Через минуту, к компании подсел виновник переполоха, и мудрый поп поведал своё видение проблемы.
— Первого Георгия не дадут, потому, что тогда надо признать промах в планировании наступления. И кому — то ответить за гибель казачьего эскадрона, что прямо под пулемётный огонь завели. А за успешный прорыв обороны противника, многие офицеры уже получили высокие награды. Ведь, исходя из статистики, потерь понесли мало. Поэтому проще про казака вообще забыть, иначе возникнут неудобные вопросы.
— Ну, ладно, старую медаль уж никак не выжилим, — отмахнулся Берёзкин. — А с второй — то, что не так?
— По — твоему выходит, что вся полковая разведка не смогла обнаружить «летучую батарею», а один сопливый казачок— всех обскакал? — склонив голову набок, взглянул унтер — офицеру в глаза отец Онуфрий.
— Да-а, честь многих офицериков заденем, — почесал затылок Берёзкин. — Уж тогда казака, точно, в разведчики переведут и на «убойное» задание пошлют. Поквитаются с выскочкой.
— А оно тебе надо, Алексей? — положил руку на плечо казаку отец Онуфрий. — Ты же не душегуб, тебе, парень, милее солдатские жизни спасать, чем чужие головы рубать.
— Рубать я хорошо обучен, но… — Алексей опустил глаза, — смысла в этой войне не вижу. Лучше уж я людей спасать буду… Сколько смогу…
— Смысла в войне солдату искать не положено, — сурово отчитал полковой священник. — Царь батюшка за всех думает… Кстати, остался ещё один вопрос: что за бесовские книжки ты по ночам читаешь? Солдаты на исповеди сказывали: про диких нехрестей, которые кожу с головы врагов сдирают и сим подвигом бахвалятся.
— Так, то приключенческий роман про индейцев, — Алексей встал и принёс книгу. — Вот, официальное издание, в столичной типографии печаталось.
— Верно, цензурой одобрено, — почитал выходные данные книги поп. — Но, всё же, чтиво бульварное.
— Так не устав же нам солдатам на досуге читать?! — возмутился Берёзкин. — А газет свежих в роту не подвозят. Только в штабе новости и читают. Вот и смута по окопам идёт. Не понять, за что воюем, за что жизни кладём?
— Газету я вам в роту посылать лично буду, — пообещал полковой поп, ему — то экземпляр первому всегда приносили. — Но вы же бумагу сразу на самокрутки пустите.
— Знамо дело, пустим, — покрутил пальцами кончик усов унтер — офицер, — но сперва зачитаем всей роте. Алексей у нас теперь каждый вечер будет лекции проводить. И, коли вы батюшка, газетки не подвезёте, то будем бульварное чтиво слушать.

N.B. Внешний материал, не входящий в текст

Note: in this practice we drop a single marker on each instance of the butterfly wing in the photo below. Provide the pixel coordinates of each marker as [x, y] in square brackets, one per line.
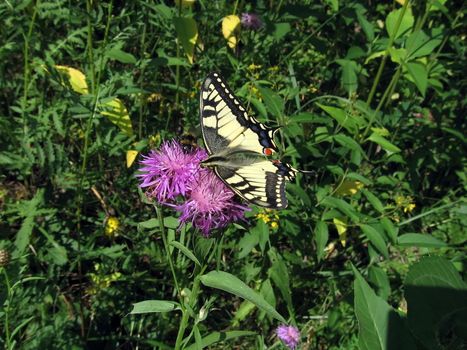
[226, 125]
[259, 182]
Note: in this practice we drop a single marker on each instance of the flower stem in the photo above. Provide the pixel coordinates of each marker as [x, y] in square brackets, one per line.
[383, 61]
[7, 310]
[160, 217]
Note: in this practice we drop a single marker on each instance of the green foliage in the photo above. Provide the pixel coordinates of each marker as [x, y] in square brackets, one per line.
[370, 251]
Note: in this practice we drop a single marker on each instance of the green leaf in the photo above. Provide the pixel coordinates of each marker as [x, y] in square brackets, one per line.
[187, 34]
[348, 142]
[343, 206]
[417, 71]
[349, 75]
[216, 337]
[30, 210]
[274, 102]
[231, 284]
[436, 302]
[306, 117]
[390, 229]
[397, 55]
[379, 279]
[281, 30]
[405, 25]
[366, 26]
[321, 238]
[376, 239]
[380, 327]
[374, 201]
[280, 276]
[117, 113]
[419, 240]
[187, 252]
[151, 223]
[341, 117]
[419, 44]
[247, 243]
[117, 54]
[149, 306]
[384, 143]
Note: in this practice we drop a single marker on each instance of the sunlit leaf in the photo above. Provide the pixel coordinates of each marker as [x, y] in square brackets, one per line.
[405, 25]
[231, 284]
[117, 113]
[131, 155]
[437, 302]
[380, 326]
[341, 227]
[149, 306]
[349, 187]
[419, 74]
[384, 143]
[376, 238]
[231, 29]
[321, 235]
[75, 77]
[187, 34]
[419, 240]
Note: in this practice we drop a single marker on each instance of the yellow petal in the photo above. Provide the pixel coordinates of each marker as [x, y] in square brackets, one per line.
[349, 187]
[75, 77]
[130, 157]
[184, 3]
[117, 113]
[230, 29]
[341, 227]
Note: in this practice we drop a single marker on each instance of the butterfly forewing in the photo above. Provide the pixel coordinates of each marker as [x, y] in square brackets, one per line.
[226, 124]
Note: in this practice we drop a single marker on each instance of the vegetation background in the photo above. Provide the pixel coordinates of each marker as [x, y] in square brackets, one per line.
[369, 254]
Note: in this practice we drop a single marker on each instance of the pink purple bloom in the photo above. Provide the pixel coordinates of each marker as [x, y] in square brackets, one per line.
[172, 174]
[251, 21]
[211, 204]
[167, 173]
[290, 335]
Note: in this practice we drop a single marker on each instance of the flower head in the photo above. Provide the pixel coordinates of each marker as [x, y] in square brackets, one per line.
[167, 173]
[210, 204]
[290, 335]
[251, 21]
[111, 226]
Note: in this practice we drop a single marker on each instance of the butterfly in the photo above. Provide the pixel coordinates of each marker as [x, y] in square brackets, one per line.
[237, 143]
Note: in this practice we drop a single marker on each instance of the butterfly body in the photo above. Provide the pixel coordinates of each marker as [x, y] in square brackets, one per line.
[237, 145]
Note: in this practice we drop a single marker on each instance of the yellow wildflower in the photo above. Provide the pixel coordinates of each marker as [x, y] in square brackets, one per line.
[253, 67]
[111, 226]
[269, 217]
[100, 281]
[406, 203]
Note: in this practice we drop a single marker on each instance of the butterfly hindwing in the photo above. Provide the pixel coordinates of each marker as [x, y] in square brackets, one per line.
[226, 124]
[236, 142]
[261, 182]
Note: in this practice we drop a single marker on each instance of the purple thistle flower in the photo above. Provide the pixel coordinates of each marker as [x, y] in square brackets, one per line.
[168, 172]
[210, 204]
[251, 21]
[290, 335]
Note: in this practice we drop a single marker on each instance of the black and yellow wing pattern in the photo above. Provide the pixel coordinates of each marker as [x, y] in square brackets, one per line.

— Да вас уже от этой заразы не отучишь, как и от курева, — безнадёжно махнул рукой поп. — Главное, чтобы политическими книжками не баловали.
— Про индейцев интереснее, — радостно заверил Берёзкин. — Солдаты теперь вечера ждут, как кавалер барышню на свидание.
— А я вот так обеда жду, — рассмеявшись, похлопал по объёмному животу отец Онуфрий.
— Так это мы мигом организуем, — вскочил с лавки Берёзкин.
— У нас и с собой кое — что припасено, — улыбаясь, достал из медицинской сумки две бутылки Печкин. — Самогоночку я казаку проспорил, а коньячок, Роман Васильевич велел распить всей комиссией, чтобы санитара строго не судили— дюже уважает его наш доктор.
— Ну, раз так, то и мы уважим, — огладил ладонью бороду отец Онуфрий. — Берёзкин, дуй за снедью, да не скупись! А мы тут с Семёном обтекаемый отчёт состряпаем. Чтобы ни вашим, не нашим. Мол, факты, указанные в доносах, являются народным творчеством. А касательно одиночного разведывательного рейда по тылам противника, достоверных данных не обнаружено. Хотя Георгия казак не получит, зато и зла от штабных не огребёт.
— Не до жиру, быть бы живу, — ободряюще пихнул дружка локтем в бок Семён.